303 were included. The median age was 62 years. 69 patients (22.8%) met the primary outcome and were defined as Group 2. The overall fatality rate was 6.8%. Group 2 patients were predominantly male (76.8% vs. 55.1%, p < 0.01), had a higher fatality rate (14.5% vs. 3.8%, p < 0,01), had more hypertension (72.4% vs. 44%, p < 0,01) and diabetes (31.9% vs. 21%, p = 0.04) and were more likely to present dry cough (49.3% vs. 25.2%, p < 0.01). Overall, chest X-ray at admission showed findings suggestive of pneumonia in 63.2%, and Group 2 were more likely to develop pathological findings during the hospitalization (72.7% vs. 17.2%, p = 0.01). At admission, Group 2 presented significantly higher neutrophil count, aspartate-transaminase and C-Reactive-Protein. At the 3rd measurement, Group 2 presented persistently higher neutrophil count, hepatic inflammation markers and C-Reactive-Protein. Group 1 presented a shorter duration from admission to negativization of follow-up swabs (20 vs. 35 days, p < 0.01).
The presence of comorbidities and the persistent observation of abnormal laboratory findings should be regarded as predisposing factors for clinical worsening.
确定新型冠状病毒疾病(COVID-19)严重病例的危险因素有助于确定哪些患者可能受益于高级支持性治疗。本研究描述了因非危急临床症状而收治于普通病房的 COVID-19 患者,旨在分析转入重症监护病房(ICU)和/或亚重症监护病房(SICU)的患者与未转入的患者之间的差异。

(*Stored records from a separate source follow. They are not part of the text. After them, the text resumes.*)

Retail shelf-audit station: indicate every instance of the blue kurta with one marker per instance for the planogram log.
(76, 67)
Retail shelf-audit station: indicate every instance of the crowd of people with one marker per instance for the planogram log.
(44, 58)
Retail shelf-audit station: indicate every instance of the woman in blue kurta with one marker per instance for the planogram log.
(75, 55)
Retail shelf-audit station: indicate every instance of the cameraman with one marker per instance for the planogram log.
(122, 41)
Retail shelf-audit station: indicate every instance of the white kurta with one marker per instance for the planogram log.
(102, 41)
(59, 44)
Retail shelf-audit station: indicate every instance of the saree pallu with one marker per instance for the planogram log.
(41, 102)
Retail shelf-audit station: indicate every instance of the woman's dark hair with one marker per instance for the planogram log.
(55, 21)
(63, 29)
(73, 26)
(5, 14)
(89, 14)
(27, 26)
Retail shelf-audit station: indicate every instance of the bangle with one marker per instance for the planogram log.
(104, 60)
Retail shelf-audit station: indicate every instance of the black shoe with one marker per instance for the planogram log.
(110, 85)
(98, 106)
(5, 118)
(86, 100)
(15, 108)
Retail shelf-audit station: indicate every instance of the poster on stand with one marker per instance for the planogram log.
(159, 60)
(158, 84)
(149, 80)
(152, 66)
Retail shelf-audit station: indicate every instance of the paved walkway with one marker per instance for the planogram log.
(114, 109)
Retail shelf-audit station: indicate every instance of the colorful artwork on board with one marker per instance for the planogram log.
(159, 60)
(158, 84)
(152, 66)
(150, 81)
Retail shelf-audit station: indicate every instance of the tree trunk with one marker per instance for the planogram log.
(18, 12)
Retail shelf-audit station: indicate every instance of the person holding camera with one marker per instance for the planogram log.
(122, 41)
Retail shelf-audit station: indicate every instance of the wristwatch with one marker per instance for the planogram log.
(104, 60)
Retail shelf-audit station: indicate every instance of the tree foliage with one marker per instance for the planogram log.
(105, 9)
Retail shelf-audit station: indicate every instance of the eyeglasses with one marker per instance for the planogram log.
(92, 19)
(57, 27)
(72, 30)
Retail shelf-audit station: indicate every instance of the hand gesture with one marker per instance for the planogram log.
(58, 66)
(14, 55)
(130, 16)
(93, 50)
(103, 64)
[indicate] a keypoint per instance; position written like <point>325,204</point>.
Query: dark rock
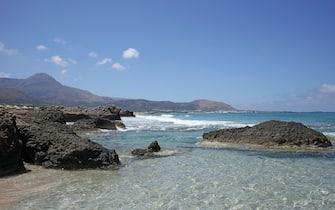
<point>91,124</point>
<point>10,145</point>
<point>153,147</point>
<point>106,117</point>
<point>52,144</point>
<point>73,114</point>
<point>126,113</point>
<point>271,134</point>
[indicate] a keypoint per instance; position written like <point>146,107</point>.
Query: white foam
<point>330,134</point>
<point>191,123</point>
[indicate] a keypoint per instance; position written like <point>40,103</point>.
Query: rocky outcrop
<point>105,117</point>
<point>48,141</point>
<point>153,147</point>
<point>274,134</point>
<point>10,145</point>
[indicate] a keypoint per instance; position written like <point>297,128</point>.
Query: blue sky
<point>260,54</point>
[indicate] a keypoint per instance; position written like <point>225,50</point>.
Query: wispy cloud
<point>118,66</point>
<point>6,51</point>
<point>326,88</point>
<point>59,41</point>
<point>104,61</point>
<point>4,75</point>
<point>93,54</point>
<point>63,72</point>
<point>63,62</point>
<point>41,47</point>
<point>131,53</point>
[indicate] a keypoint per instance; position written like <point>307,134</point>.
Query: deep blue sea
<point>186,175</point>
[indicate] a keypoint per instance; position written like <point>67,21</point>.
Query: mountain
<point>138,105</point>
<point>42,89</point>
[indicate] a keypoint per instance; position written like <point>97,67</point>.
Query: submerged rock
<point>153,147</point>
<point>274,134</point>
<point>10,145</point>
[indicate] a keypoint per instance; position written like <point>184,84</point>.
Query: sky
<point>271,55</point>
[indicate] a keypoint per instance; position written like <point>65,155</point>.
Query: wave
<point>330,134</point>
<point>172,122</point>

本观察性回顾性研究纳入了所有收治于传染病科的 COVID-19 患者。收集了临床、实验室、影像学和治疗数据。主要结局是住院期间需要转入 ICU 和/或 SICU 的复合指标。无需转科的患者定义为第 1 组,需要转入 ICU 和/或 SICU 的患者定义为第 2 组。比较两组患者的第 1、3 和最后一次测量的人口统计学、临床特征和实验室结果。
共纳入 303 例患者。中位年龄为 62 岁。69 例(22.8%)符合主要结局,定义为第 2 组。总病死率为 6.8%。第 2 组患者主要为男性(76.8%比 55.1%,p<0.01),病死率较高(14.5%比 3.8%,p<0.01),高血压(72.4%比 44%,p<0.01)和糖尿病(31.9%比 21%,p=0.04)更为常见,更可能出现干咳(49.3%比 25.2%,p<0.01)。总体而言,入院时胸部 X 线检查显示肺炎表现者占 63.2%,第 2 组在住院期间更有可能出现异常影像学表现(72.7%比 17.2%,p=0.01)。入院时,第 2 组的中性粒细胞计数、天门冬氨酸转氨酶和 C 反应蛋白明显升高。第 3 次测量时,第 2 组的中性粒细胞计数、肝炎症标志物和 C 反应蛋白持续升高。第 1 组从入院到随访拭子转阴的时间更短(20 比 35 天,p<0.01)。
存在合并症和持续观察到异常实验室发现应视为病情恶化的易患因素。